3.2. Der Konnektivismus – eine neue Lerntheorie?: Dieses Kapitel stellt den Konnektivismus von George Siemens als netzwerkbasierte Lerntheorie vor, die das digitale Zeitalter widerspiegeln soll.

4. Fazit: Das Fazit fasst die Ergebnisse zusammen und kommt zu dem Schluss, dass die traditionellen Lerntheorien nach wie vor ihre Berechtigung haben und sich verschiedene Perspektiven eher ergänzen, als dass sie durch den Konnektivismus ersetzt werden.

5. Literaturverzeichnis: Umfasst alle verwendeten Quellen und Grundlagen der Arbeit.

Schlüsselwörter

E-Learning, Behaviorismus, Kognitivismus, Konstruktivismus, Konnektivismus, Digitalisierung, Wissensverarbeitung, Pädagogik, Medienkompetenz, Lernumgebung, Internet, Wissenskonstruktion, Lehrende, Lernende, Bildungssystem.

Häufig gestellte Fragen

Worum geht es in dieser Arbeit grundsätzlich?

Die Hausarbeit befasst sich mit der Frage, wie das Internet und digitale Medien das Lehren und Lernen in Bildungseinrichtungen beeinflussen und ob klassische Lerntheorien im Zeitalter des E-Learnings noch zeitgemäß sind.

Was sind die zentralen Themenfelder der Arbeit?

Zu den zentralen Themen gehören die psychologischen Lerntheorien (Behaviorismus, Kognitivismus, Konstruktivismus), die Definition von E-Learning sowie der Konnektivismus als neuartige, netzwerkorientierte Lerntheorie.

Was ist das primäre Ziel der Untersuchung?

Das primäre Ziel ist es, herauszufinden, ob und wie traditionelle pädagogische Konzepte in Online-Unterrichtsszenarien fortbestehen oder ob sie durch neue Methoden und Theorien ersetzt werden.

Welche wissenschaftlichen Methoden werden verwendet?

Die Autorin oder der Autor verwendet eine deskriptive und analytische Literaturarbeit, um die Merkmale bestehender Lerntheorien aufzuarbeiten und diese kritisch in den Kontext moderner digitaler Anwendungen zu setzen.

Was wird im Hauptteil der Arbeit behandelt?

Im Hauptteil werden zunächst die drei klassischen Lerntheorien detailliert skizziert, gefolgt von einer Analyse ihrer Anwendung in digitaler Lernsoftware.

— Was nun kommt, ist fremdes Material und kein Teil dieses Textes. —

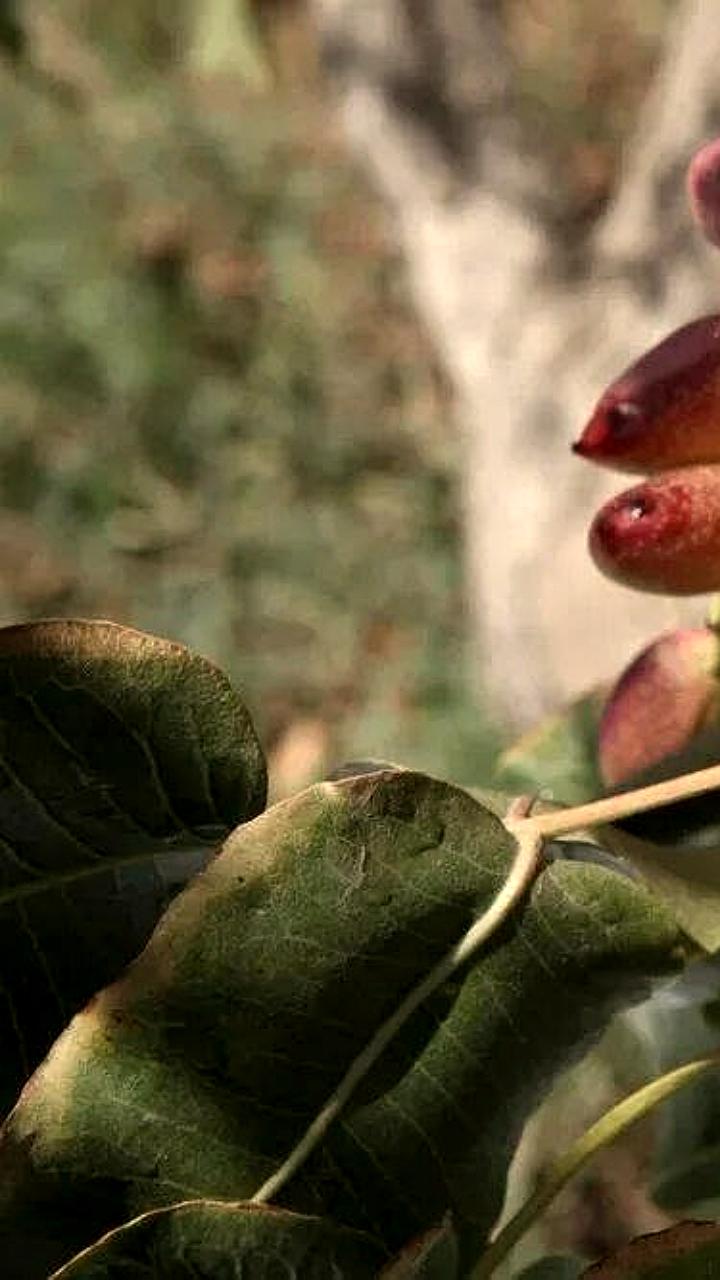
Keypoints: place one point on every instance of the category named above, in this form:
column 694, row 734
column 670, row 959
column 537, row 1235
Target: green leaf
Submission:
column 124, row 760
column 209, row 1240
column 686, row 1157
column 677, row 848
column 200, row 1069
column 559, row 757
column 432, row 1257
column 684, row 1252
column 611, row 1125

Abschließend wird der Konnektivismus als Alternative oder Ergänzung kritisch diskutiert.

Durch welche Schlüsselwörter lässt sich die Arbeit charakterisieren?

Die Arbeit lässt sich durch Begriffe wie E-Learning, Lerntheorien, Konstruktivismus, Konnektivismus, Medienkompetenz und digitale Transformation im Bildungswesen beschreiben.

Warum wird der Behaviorismus oft kritisiert, behält aber dennoch seinen Wert?

Trotz der Kritik an einer "passiven" Lernvorstellung und der "Blackbox"-Betrachtung, behält der Behaviorismus seinen Wert für automatisierte Lernprozesse, etwa beim Einüben von spezifischen Fähigkeiten oder Vokabeltraining.

Inwiefern unterscheidet sich der Konnektivismus von den klassischen Theorien?

Der Konnektivismus geht davon aus, dass Wissen nicht allein im Individuum entsteht, sondern durch die Vernetzung mit anderen und digitalen Systemen sowie den ständigen Austausch in Netzwerken generiert wird.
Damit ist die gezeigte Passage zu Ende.